Our next step will be to integrate our infrastructure, where practicable and possible, more closely into these three business divisions. This helps us establish more direct responsibility and reduce costs. That said, central standards and controls must be maintained.
Some of this may prompt you to wonder: isn’t this a step backwards? Didn’t we already have that?
The right answer is, as you’ll see on closer inspection, that we have not simply revived old concepts. Without placing any self-imposed limits on our thinking, we selected the right structure for us to react quickly and firmly to the needs of our clients, given a dynamic market environment and new regulatory requirements. We will draw on past experience to tackle the reorganisation which lies ahead. We need your experience. We’ll do it together and we’ll do it right.
We are firmly convinced that we are building a strong Deutsche Bank which can restore growth in all three business areas. That is the task of the new leadership team which the Supervisory Board confirmed today:
— Our new Private & Commercial Bank will prospectively be led by Christian Sewing and Frank Strauss;
— Deutsche Asset Management will continue to be led by Nicolas Moreau;
— Marcus Schenck is planned to join Garth Ritchie in leading the new Corporate & Investment Bank in the course of the year.
The Supervisory Board will decide on his successor as CFO in due course.
Jeff Urwin will retire from the Management Board after a transition period. He will continue to support the bank, especially regarding regulatory topics in the US. The roles of my Management Board colleagues Kim Hammonds, Stuart Lewis, Sylvie Matherat, Karl von Rohr and Werner Steinmueller remain unchanged.
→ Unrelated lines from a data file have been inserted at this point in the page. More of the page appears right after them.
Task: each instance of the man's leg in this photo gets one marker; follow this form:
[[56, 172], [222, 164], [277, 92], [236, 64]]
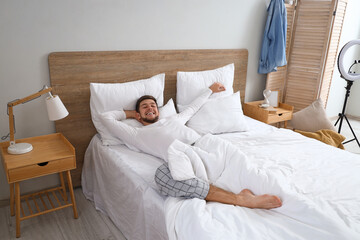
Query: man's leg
[[245, 198], [195, 188], [191, 188]]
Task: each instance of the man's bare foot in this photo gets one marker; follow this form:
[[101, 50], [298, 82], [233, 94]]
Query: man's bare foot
[[247, 199]]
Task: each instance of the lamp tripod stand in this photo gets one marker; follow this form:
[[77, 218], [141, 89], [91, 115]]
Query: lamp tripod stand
[[342, 114]]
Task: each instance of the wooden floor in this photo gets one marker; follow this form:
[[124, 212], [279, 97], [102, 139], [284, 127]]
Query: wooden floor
[[61, 225]]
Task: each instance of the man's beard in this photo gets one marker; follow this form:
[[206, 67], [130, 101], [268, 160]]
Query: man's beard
[[150, 120]]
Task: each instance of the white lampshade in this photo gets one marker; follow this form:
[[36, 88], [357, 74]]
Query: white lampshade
[[56, 109]]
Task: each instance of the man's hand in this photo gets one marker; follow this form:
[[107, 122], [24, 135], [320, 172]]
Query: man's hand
[[217, 87], [130, 113]]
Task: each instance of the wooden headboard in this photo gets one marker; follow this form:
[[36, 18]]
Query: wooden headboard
[[71, 73]]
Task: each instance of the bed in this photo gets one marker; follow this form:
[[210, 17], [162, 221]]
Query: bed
[[318, 183]]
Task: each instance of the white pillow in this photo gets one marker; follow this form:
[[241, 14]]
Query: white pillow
[[114, 96], [191, 84], [219, 115], [312, 118], [165, 111]]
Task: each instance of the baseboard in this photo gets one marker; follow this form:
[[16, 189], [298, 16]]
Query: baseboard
[[4, 203], [352, 117]]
Going forward I will personally oversee the bank’s US business on the Management Board. Also for that reason I am pleased that the Supervisory Board has agreed to my request to appoint two Deputy CEOs. Together with Marcus Schenck and Christian Sewing, I will do everything to make sure that we fulfil Deutsche Bank’s prominent role in its home market even better and reach our ambitious goals faster.
I am proud that together we have made progress since the autumn of 2015 and have put the worst crisis for decades behind us. With today’s decisions we are creating a Deutsche Bank which is stronger and which can look forward again and grow with confidence.
Let us boldly seize the opportunities we have and, together, get back on the front foot.